Fifty years ago today on November 9th 1960 the world woke up to John F.Kennedy as the first ever Irish Catholic president. It has never been the same since.
The margin of victory was razor-thin, just 112,000 votes, most of them likely supplied illegally by Mayor Richard Daley in Chicago which swung Illinois to Kennedy.
I was seven years old at the time but have the distinct memory of church bells ringing in my native Tipperary town and a sense of excitement among neighbors that something extraordinary had happened.

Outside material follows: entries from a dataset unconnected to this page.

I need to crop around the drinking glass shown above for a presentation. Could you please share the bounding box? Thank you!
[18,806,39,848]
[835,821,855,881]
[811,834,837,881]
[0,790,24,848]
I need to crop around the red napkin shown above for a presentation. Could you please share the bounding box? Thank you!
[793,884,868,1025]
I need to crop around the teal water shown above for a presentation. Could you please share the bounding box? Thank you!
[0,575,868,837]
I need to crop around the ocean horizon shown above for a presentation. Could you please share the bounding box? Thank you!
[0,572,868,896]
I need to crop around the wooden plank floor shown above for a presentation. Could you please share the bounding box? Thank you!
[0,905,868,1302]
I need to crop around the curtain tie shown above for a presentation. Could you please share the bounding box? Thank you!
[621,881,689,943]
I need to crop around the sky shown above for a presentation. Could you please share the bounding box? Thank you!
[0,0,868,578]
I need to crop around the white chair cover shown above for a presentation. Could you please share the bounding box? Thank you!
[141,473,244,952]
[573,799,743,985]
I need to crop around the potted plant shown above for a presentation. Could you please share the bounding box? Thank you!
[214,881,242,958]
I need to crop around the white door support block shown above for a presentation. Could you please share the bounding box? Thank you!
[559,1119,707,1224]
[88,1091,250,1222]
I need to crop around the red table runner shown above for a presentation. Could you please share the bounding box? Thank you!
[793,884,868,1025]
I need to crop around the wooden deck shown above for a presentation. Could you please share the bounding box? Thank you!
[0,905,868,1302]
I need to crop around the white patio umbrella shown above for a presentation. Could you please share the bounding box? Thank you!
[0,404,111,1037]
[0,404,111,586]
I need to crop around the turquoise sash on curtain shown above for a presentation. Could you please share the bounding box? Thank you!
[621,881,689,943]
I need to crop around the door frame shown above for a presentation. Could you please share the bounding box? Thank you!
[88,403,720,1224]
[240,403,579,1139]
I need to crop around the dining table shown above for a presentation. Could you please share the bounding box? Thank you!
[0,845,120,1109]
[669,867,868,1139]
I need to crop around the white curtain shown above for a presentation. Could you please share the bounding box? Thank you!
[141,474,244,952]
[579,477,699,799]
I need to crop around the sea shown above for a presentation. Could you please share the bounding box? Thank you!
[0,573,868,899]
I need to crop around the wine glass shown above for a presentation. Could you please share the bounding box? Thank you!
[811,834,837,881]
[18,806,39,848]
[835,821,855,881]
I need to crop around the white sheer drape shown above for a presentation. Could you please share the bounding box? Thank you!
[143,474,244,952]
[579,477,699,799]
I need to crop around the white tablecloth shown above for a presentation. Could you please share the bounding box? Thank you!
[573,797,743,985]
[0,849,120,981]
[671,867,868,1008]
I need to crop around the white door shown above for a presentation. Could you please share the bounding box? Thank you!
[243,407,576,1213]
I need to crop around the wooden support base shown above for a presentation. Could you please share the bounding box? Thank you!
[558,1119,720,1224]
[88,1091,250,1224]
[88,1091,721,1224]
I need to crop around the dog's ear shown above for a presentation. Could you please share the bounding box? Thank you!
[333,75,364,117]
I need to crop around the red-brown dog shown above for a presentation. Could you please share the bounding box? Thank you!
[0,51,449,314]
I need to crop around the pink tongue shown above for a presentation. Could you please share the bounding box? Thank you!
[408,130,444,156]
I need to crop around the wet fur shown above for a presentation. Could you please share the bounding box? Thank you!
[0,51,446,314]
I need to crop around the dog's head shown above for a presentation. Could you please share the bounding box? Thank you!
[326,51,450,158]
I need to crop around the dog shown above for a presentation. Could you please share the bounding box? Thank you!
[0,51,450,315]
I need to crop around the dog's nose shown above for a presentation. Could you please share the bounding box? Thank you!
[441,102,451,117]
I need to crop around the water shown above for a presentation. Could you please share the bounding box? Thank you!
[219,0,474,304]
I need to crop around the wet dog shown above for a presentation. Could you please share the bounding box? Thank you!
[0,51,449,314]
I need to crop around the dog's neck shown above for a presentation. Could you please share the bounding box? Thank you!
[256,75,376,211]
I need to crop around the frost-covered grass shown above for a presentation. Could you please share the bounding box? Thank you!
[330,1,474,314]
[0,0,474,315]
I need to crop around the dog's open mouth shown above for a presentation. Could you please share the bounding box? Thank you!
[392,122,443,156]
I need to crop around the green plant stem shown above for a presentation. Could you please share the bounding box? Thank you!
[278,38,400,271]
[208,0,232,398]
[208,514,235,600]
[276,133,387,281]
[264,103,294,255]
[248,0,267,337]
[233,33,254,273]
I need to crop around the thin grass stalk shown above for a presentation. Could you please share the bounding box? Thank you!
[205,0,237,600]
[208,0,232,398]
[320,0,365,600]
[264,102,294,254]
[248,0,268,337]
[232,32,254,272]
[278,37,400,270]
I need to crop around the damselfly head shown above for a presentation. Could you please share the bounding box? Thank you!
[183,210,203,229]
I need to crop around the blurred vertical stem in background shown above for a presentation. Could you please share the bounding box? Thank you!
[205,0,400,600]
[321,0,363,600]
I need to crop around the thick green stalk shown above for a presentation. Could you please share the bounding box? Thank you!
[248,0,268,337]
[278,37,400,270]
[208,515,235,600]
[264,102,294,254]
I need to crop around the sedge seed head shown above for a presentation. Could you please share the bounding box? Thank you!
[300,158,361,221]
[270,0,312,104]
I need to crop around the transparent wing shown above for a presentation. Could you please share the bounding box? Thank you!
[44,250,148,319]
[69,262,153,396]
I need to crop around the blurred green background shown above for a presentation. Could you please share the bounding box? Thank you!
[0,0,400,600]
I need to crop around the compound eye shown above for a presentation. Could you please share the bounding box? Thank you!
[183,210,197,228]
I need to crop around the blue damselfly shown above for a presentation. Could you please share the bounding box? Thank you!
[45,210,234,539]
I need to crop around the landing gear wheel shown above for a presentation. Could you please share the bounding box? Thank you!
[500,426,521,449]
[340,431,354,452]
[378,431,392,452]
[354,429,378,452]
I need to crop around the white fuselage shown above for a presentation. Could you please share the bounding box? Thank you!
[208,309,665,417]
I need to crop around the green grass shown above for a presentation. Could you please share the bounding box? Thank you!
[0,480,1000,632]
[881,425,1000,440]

I have a complete memory of Mrs Ryan, a neighbor, on her way to the creamery with a little silver can, stopping over at the house to discuss the magnificent news and staying on so late that the creamery had shut by the time she got up to leave.
It wasn't long before a picture of John F.Kennedy was hoisted onto our mantelpiece in our best room beside that of Pope John the XXIII. There they both would stay as long as my parents were alive.
It was the same all over Ireland, a profound moment of pride for a country just coming out of a long dark night of economic gloom and mass emigration.
My father could hardly wait for the Irish Press newspaper the next morning with its huge banner headline that Kennedy had been elected. He even bought the Irish Times, the Protestant paper, to see what they were saying.
That Sunday a priest called Father Noonan told our little congregation that some good at last had come out of emigration, that the descendant of a poor Catholic from a town in Wexford not too far distant, fleeing the Famine had become the most powerful man in the world.
Suddenly our little backwater didn't seem so dull and boring anymore. I didn't know it at the time, but at the time a grandson of Tipperary, Pat Brown was governor of California and his son Jerry is now elected once again as Chief Executive.
So Erin's exiles had made their mark across the water in the most powerful land of all. Fifty years ago today it all seemed powerful and promising. The awful events of Dallas just three years later alas, would bring it all back to reality again.
But in those three years Ireland took a massive leap forward and would never be the same again. It implanted firmly for me this notion of a great land to the west where Irish thrived.
Most of all John F.Kennedy's election made us proud, as proud as poor neighbors could be of a neighbor's offspring.
Ireland never seemed so poor or so insular again.